Guest More than 1 year ago
My favorite character in this book is Calvin because his imagination carries him away,like when Hobbes jumped on him when he had the football.
Guest More than 1 year ago
i am a pretty big calvin and hobbes fan, because he is incredibly funny and he has interesting thoughts about life. There's Treasure Everywhere is one of the best collections Watterson has done.
Guest More than 1 year ago
It was really funny- a great Calvin and Hobbes book! Especially the one about the monster at Show and Tell!

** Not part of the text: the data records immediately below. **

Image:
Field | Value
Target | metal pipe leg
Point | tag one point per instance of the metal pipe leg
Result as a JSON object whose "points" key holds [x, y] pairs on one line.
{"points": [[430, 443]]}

Guest More than 1 year ago
Most people agree that It's A Magical World was the best book, but personally, I prefer Homicidal Psycho Jungle Cat. I think Stupendous Man meeting Miss Wormwood is the funniest strip ever. However, it was hard to beat that 'Clear Plastic Binder' strip when Calvin was studying Bats. 'Foxtrot: I'm Flying, Jack- I mean Roger' just got out. It should be definetley competing against this.
Anonymous 3 months ago
I enjoyed the book. fun, clever, and odd.
Anonymous More than 1 year ago
ironicqueery on LibraryThing More than 1 year ago
This is an excellent collection of Calvin and Hobbes comic strips. Bill Watterson is at his best when satirizing modern society, including consumer culture and society's misguided values. The art is solid and the variety of snowmen Calvin comes up with in this volume is amazing. This is a wonderful mix of art, literature, and philosophy. I only wish Watterson had a higher ratio of satiric comics to the more tame ones.

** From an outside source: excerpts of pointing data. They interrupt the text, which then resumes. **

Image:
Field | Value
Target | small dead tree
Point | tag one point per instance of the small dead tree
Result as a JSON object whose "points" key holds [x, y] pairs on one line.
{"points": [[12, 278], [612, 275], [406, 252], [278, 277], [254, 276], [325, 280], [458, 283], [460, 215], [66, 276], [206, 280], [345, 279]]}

mcandre on LibraryThing More than 1 year ago
My first Calvin and Hobbes collection. Outrageously funny!
Hamburgerclan on LibraryThing More than 1 year ago
There is a number of shticks I associate with Calvin and Hobbes--Spaceman Spiff, meetings of G.R.O.S.S., conflicts with Roslyn the babysitter--but it wasn't until I started rereading the strips in order did I appreciate how the strip developed and changed over the years. One thing that surprised me was that the shtick of Calvin's unique snowman creations developed rather late in the series. There have been a few strips here and there in the past collections, but in There's Treasure Everywhere, Calvin's unique snow artistry really bursts out in all it's glory. Anyway, to me that's the most memorable aspect of this particular collection. Of course, there are plenty of other strips as well. At this stage in the strip, Watterson had starting writing more philosophical gags rather than the hysterical Calvinesque capers, but it's still funny. And that's what counts, doesn't it?--J.

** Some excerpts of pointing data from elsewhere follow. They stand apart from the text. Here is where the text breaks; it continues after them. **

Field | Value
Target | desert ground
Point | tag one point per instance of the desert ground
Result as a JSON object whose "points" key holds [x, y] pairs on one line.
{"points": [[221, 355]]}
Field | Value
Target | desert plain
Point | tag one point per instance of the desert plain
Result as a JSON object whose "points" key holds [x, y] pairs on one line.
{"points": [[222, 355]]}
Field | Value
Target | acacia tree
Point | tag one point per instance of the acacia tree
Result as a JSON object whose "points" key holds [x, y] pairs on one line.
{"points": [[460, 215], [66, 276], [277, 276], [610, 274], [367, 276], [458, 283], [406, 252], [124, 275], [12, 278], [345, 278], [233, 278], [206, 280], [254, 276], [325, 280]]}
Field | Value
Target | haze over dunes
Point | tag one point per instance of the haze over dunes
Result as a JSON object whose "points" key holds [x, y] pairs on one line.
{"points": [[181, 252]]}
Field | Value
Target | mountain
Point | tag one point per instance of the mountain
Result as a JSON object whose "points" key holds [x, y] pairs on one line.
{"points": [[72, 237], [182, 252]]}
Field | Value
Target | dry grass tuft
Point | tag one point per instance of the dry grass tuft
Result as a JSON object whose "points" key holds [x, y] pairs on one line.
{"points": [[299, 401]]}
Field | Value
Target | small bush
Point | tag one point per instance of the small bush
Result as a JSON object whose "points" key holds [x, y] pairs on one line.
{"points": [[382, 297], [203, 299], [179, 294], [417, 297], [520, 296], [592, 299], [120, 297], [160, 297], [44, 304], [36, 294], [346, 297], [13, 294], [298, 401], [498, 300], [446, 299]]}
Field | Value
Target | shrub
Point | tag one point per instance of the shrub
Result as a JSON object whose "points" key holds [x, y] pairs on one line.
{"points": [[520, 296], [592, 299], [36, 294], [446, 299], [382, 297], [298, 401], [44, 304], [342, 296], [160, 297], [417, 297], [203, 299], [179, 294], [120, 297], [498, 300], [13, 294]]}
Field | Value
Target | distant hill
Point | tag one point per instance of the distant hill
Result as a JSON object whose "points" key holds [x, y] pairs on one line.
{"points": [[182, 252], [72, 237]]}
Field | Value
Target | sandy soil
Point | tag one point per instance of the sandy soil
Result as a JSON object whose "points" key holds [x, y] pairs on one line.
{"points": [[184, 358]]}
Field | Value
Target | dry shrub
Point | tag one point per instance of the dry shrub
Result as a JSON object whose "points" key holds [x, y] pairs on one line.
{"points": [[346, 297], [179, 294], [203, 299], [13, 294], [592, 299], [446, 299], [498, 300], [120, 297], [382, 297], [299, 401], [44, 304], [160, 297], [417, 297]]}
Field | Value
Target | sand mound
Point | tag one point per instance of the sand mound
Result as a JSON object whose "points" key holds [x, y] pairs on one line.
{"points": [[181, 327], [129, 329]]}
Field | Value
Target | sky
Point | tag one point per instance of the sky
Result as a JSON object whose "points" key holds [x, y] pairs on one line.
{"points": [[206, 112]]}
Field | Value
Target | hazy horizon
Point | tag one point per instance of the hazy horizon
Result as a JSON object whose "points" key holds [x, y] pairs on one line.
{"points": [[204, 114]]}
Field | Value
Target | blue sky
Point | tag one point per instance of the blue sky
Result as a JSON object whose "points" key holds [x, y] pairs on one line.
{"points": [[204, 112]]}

Carstairs38 More than 1 year ago
"I Don't Think You Should Have to do Something Unless You're Enthusiastic About It." Hard to believe this is the next to last Calvin and Hobbes collection.  For fans of the series, there isn't much to say but buy the book.  You'll love it as much as the others.  New to the comic strip?  Here's why you should buy it. Calvin is a typical overactive six-year-old.  Hobbes is his best friend stuffed tiger who is alive thanks to Calvin's imagination.  Together, they have all kinds of adventures, including enhancing Calvin's brain to give him an idea for a topic for his paper or fighting to keep Calvin from being bad leading up to Christmas. Honestly, this book is more stand alone laughs that full on stories.  That doesn't make them any less funny.  And, while we have seen some of these set ups before, like Calvin's snow art, the punch lines still get laughs.  Even though I've read this book countless times before, I still laugh at the familiar strips.  And the social commentary, while 20 years old, is still spot on, sadly. There is a weird time jump in this book since Bill Watterson took a nine month sabbatical before coming back for the final year.  That's why spring is just sprouting in one strip and we're back to New Year's Resolutions in the next. But as any fan of the strip will tell you, that hardly matters.  There are laughs and quotable lines throughout this book.  Read and enjoy today.